“You ought to have a name for when I mean all of you, as one. Not Demon. Something nicer than what I’d call a dog, for the five gods’ sakes. How if I pick something? Make it a present.”
The silence this time was so long, he wondered if the creature had gone back to sleep, or into hiding, or whatever it did when he could not feel or hear it.
“In twelve long lives,” it said quietly at last, “no one has ever offered us a present.”
Penric is an insignificant younger brother of a minor Baron of a kingdom in the middle of nowhere. But on the way to his betrothal to the daughter of a rich cheese merchant, he stops to help a dying woman. Unfortunately, it turns out the woman is a sorcerer who carries a demon, and on her death, the demon transfers to the nearest suitable person — in this case, Penric.

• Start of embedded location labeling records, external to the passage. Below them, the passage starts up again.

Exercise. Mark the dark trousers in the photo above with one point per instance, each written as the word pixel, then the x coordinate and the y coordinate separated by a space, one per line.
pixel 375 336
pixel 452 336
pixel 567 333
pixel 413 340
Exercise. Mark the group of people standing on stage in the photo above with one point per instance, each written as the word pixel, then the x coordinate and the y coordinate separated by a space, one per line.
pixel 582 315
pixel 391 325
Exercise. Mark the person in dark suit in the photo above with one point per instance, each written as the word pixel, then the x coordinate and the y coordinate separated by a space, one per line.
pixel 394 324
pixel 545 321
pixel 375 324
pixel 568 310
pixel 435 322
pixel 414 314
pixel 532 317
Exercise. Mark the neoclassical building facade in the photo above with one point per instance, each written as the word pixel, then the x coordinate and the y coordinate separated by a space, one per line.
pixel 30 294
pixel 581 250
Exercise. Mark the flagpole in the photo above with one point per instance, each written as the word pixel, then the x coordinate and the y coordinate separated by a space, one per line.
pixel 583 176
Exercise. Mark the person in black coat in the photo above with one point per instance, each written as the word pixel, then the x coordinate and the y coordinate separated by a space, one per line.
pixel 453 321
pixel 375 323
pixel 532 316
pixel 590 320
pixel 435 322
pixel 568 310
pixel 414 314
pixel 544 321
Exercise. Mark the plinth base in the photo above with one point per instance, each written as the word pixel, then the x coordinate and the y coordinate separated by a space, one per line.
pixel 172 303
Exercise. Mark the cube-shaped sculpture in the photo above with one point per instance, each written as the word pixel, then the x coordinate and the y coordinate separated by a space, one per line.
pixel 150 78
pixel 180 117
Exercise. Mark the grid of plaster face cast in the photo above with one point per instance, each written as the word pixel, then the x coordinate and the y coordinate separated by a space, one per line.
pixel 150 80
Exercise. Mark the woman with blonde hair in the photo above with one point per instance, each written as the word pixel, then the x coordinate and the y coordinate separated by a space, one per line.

Penric’s new demon has had twelve previous ‘Riders’, all of them women, and has learnt from all of them, so that it speaks to him in twelve different voices, rather like a squabbling tribe of older sisters in his head, and he calls her/them Desdemona. My favourite part of the story was watching the growing friendship of Penric and Desdemona as he gets used to having her always in his head, and she adapts to inhabiting a male body for the first time.
Possessing a demon makes Penric, young as he is, a de facto sorcerer, so he must learn how to manage his new powers while also being aware of those who would use him for political gain.
Penric’s Demon is a novella, which makes it a quick yet satisfying read, set in The World of the Five Gods like Bujold’s previous Chalion books. You don’t need to have read those to enjoy this, however, and Penric’s story is a good introduction to that world and its theology. Whereas the Chalion stories are set in a country based on alternative medieval Spain, Penric’s story is set in a version of Britain in the dark ages, and you can spot the nods to actual historical events if you are interested (although this isn’t necessary to enjoy the story).